200 days ago on the 20th June, 4 days before Brexit, I left my fulltime, well paid permanent job as a Civil Servant.
I’d spent almost six years working for the Department for International Development, with inspiring people in the UK, Sudan and Pakistan. As I was leaving the main comments I would get were along the lines of
‘you’re so brave’ and ‘I couldn’t do what your doing’
However, that wasn’t how I felt inside, I was petrified, my internal monologue was all about, would anyone employ me, could I make it as a consultant, would I be able to pay my mortgage, would I be coming back begging for a job in six months, did I have any skills outside of the Civil Service Bureaucracy and it went on and on.

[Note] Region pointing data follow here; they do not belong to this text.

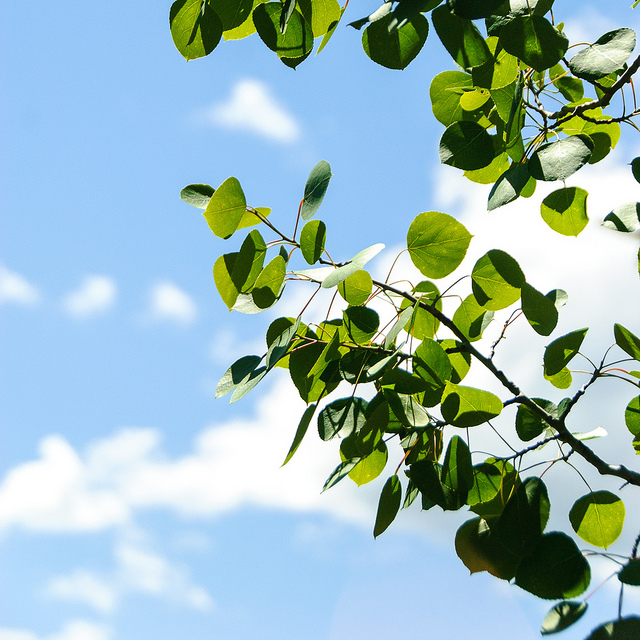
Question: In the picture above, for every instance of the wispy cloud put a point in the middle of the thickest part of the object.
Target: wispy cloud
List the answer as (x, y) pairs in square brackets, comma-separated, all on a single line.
[(138, 570), (170, 303), (72, 630), (16, 289), (96, 295), (251, 107)]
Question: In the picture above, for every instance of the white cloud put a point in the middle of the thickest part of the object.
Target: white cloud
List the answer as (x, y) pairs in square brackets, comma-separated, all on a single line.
[(96, 295), (72, 630), (251, 107), (138, 570), (171, 303), (16, 289)]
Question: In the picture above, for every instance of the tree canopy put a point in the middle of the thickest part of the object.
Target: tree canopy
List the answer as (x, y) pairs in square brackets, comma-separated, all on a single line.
[(386, 372)]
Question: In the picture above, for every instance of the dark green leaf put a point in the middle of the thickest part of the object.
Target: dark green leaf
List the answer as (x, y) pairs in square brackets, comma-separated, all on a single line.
[(315, 189), (460, 38), (606, 55), (598, 518), (395, 48), (437, 244), (466, 145), (565, 210), (627, 341), (562, 615), (561, 351), (196, 28), (388, 505), (555, 569), (534, 40)]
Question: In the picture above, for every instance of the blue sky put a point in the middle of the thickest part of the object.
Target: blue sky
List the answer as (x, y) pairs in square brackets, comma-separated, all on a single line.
[(134, 505)]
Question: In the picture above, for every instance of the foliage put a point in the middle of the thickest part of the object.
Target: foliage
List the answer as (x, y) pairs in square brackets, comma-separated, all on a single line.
[(516, 110)]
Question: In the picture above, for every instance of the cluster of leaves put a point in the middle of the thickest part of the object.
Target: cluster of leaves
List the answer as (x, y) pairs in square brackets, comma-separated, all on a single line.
[(516, 112)]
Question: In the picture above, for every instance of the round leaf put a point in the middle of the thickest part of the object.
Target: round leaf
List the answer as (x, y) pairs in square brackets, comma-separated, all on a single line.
[(565, 210), (437, 243), (598, 518)]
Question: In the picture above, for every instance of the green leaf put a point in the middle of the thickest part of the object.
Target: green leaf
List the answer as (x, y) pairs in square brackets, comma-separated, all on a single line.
[(534, 40), (606, 55), (630, 573), (196, 28), (356, 263), (466, 145), (395, 49), (357, 288), (509, 186), (457, 471), (555, 568), (301, 431), (627, 341), (625, 218), (467, 406), (460, 38), (341, 418), (539, 310), (528, 424), (370, 466), (561, 159), (562, 616), (598, 518), (295, 44), (320, 14), (315, 189), (197, 195), (236, 373), (561, 351), (565, 210), (632, 416), (437, 244), (388, 505), (312, 239), (496, 280), (621, 629), (269, 284), (226, 208), (472, 319)]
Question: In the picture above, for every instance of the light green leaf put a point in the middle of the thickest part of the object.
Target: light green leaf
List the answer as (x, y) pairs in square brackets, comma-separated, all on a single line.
[(226, 208), (397, 48), (598, 518), (561, 616), (355, 264), (460, 38), (534, 40), (196, 28), (315, 189), (466, 145), (496, 280), (269, 284), (357, 288), (561, 159), (388, 505), (627, 341), (625, 218), (561, 351), (468, 407), (312, 239), (437, 243), (565, 210), (606, 55), (539, 310), (554, 569)]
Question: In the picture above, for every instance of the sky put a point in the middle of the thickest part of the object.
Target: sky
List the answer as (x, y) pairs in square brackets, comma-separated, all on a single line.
[(132, 503)]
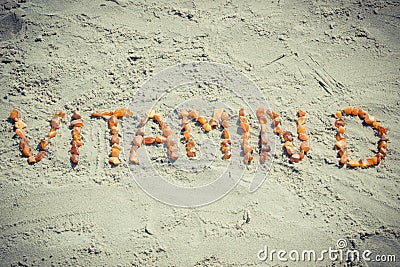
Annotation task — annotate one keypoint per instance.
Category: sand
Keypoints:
(320, 56)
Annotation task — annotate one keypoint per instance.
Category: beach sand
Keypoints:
(320, 56)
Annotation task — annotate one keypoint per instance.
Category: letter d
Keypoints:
(260, 253)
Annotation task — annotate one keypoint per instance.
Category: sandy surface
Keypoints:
(316, 55)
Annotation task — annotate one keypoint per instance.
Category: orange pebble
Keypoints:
(76, 115)
(362, 114)
(27, 151)
(278, 130)
(372, 161)
(40, 156)
(201, 120)
(339, 136)
(206, 126)
(74, 158)
(107, 113)
(245, 127)
(74, 148)
(160, 139)
(115, 152)
(301, 120)
(114, 160)
(348, 110)
(247, 158)
(353, 163)
(262, 119)
(301, 129)
(158, 117)
(226, 134)
(191, 154)
(31, 160)
(114, 130)
(343, 160)
(341, 143)
(15, 115)
(115, 139)
(19, 125)
(213, 122)
(295, 158)
(354, 112)
(341, 130)
(44, 143)
(20, 133)
(186, 135)
(96, 113)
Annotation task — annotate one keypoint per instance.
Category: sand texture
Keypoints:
(320, 56)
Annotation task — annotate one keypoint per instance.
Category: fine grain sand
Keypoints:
(320, 56)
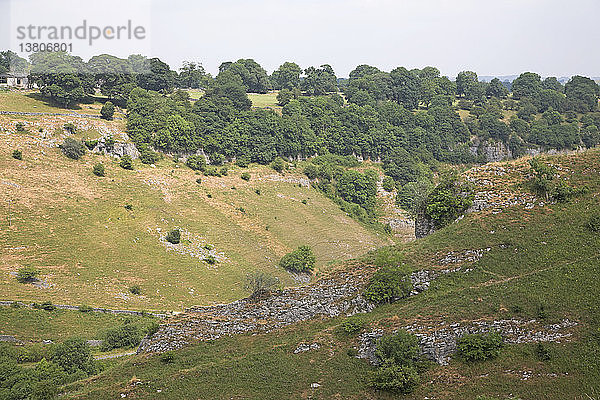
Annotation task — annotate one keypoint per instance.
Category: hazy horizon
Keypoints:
(504, 38)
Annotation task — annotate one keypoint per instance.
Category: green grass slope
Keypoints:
(541, 256)
(74, 228)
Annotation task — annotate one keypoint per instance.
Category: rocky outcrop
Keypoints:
(118, 149)
(491, 150)
(332, 297)
(439, 342)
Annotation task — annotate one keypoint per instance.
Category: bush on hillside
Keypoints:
(135, 289)
(352, 325)
(398, 356)
(211, 171)
(259, 283)
(74, 355)
(98, 169)
(479, 347)
(401, 348)
(167, 357)
(126, 162)
(388, 257)
(147, 155)
(217, 159)
(70, 128)
(174, 237)
(242, 161)
(388, 184)
(108, 111)
(388, 284)
(27, 274)
(279, 164)
(300, 260)
(311, 171)
(90, 144)
(125, 336)
(395, 378)
(20, 127)
(197, 162)
(448, 201)
(72, 148)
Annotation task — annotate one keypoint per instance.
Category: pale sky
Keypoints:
(491, 37)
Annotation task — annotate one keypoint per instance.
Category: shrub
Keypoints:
(47, 306)
(126, 162)
(279, 164)
(217, 159)
(388, 284)
(242, 161)
(401, 348)
(388, 257)
(72, 148)
(74, 355)
(388, 184)
(352, 326)
(20, 127)
(168, 357)
(594, 223)
(300, 260)
(174, 237)
(108, 110)
(395, 378)
(85, 308)
(152, 328)
(447, 201)
(98, 169)
(147, 155)
(284, 97)
(311, 171)
(259, 283)
(211, 171)
(27, 274)
(135, 289)
(109, 142)
(542, 352)
(127, 335)
(70, 128)
(90, 144)
(210, 259)
(197, 162)
(479, 347)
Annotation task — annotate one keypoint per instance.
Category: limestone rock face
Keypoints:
(439, 342)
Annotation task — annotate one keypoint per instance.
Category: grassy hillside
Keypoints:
(74, 226)
(542, 263)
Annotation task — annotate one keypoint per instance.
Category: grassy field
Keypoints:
(264, 100)
(31, 326)
(541, 256)
(33, 102)
(74, 228)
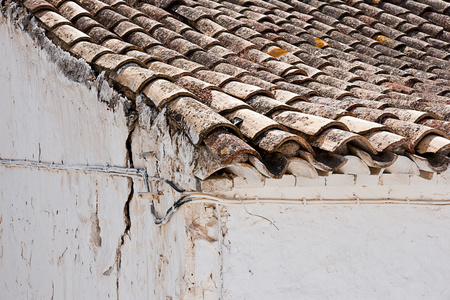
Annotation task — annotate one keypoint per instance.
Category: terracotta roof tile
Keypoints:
(37, 5)
(51, 19)
(88, 51)
(303, 82)
(68, 36)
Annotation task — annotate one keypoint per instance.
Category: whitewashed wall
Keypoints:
(64, 234)
(336, 252)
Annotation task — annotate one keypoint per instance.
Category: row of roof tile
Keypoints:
(282, 86)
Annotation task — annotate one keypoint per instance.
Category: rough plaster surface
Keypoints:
(75, 234)
(87, 236)
(336, 252)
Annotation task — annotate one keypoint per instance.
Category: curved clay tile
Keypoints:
(433, 144)
(145, 58)
(101, 34)
(323, 161)
(256, 81)
(93, 6)
(327, 91)
(110, 63)
(415, 132)
(305, 123)
(354, 166)
(125, 28)
(266, 105)
(403, 165)
(119, 46)
(224, 104)
(167, 69)
(379, 161)
(196, 119)
(88, 51)
(320, 110)
(85, 23)
(276, 163)
(360, 126)
(410, 115)
(444, 126)
(252, 124)
(288, 97)
(244, 91)
(288, 144)
(384, 141)
(133, 79)
(226, 146)
(71, 11)
(50, 19)
(336, 140)
(67, 36)
(128, 11)
(215, 78)
(37, 5)
(142, 40)
(371, 114)
(301, 168)
(439, 162)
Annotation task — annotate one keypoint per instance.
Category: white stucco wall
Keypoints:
(336, 252)
(63, 234)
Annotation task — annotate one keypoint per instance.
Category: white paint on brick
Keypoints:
(355, 252)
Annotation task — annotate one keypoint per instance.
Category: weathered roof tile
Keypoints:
(358, 81)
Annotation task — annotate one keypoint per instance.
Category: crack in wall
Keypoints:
(126, 209)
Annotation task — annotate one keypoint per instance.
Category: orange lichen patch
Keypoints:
(382, 39)
(321, 43)
(277, 52)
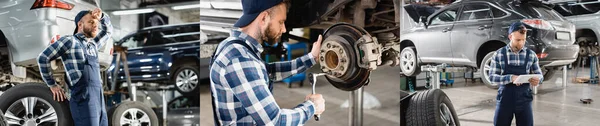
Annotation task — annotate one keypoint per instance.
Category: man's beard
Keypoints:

There was research released the week I left that suggested that a quarter of girls wouldn’t describe themselves as brave and that 40% of girls were afraid of taking risks. Which forced me question my stock response to people which was
‘well you could say brave, I think it’s probably stupid!’
In the last 200 days, I’ve tried to own the brave label more, its been hard and there’s definitely been days where I’ve thought about crawling back to DFID with my tail between my legs, or days where I’ve wanted to stay in bed with the duvet over my head and never leave the house again. But I’ve done neither and survived. (well with maybe a few duvet days along the way)
There are lots of points where I’ve definitely not felt brave, but have tried to face the fear and do it anyway. Following transport disasters, I chose to cycle 40 miles across Mull in the torrential rain, I saw some awesome rainbows and had a beautiful campsite on a secluded beach.
I took on the interim CEO role at the British Youth Council as my first consultancy role, I needed to show my leadership and confidence for the organisation, when internally I was scared and felt like my personal life was falling apart. I came out the other side, having worked with an amazing staff team and board to start the organisation on a new era of its work where I know it will go on to make sure young people are heard in decisions that affect their lives.
I decided I needed to stop talking about Social Enterprise and actually start on that journey and with the help of the Melting Pot I pitched and got a place on the Good Ideas Class of 2017 to help me develop a Cooperative Care model through Social Innovation. I almost didn’t turn up to the first weekend, I wasn’t sure I had a good enough idea or the personal resilience to take it through but instead I became part of a tribe of inspiring people. I know over the next year we’ll all feel the fear and support each other through it.
So whilst I’ve got grand plans for 2017, my biggest focus is about being more confident in my own abilities, trying to feel less scared and remembering to embrace the fear and that good things come from those terrifying moments.
This blog is also on www.medium.com and is part of my challenge of embracing the fear, I’m dyslexic and scared that my writing isn’t good enough to be published!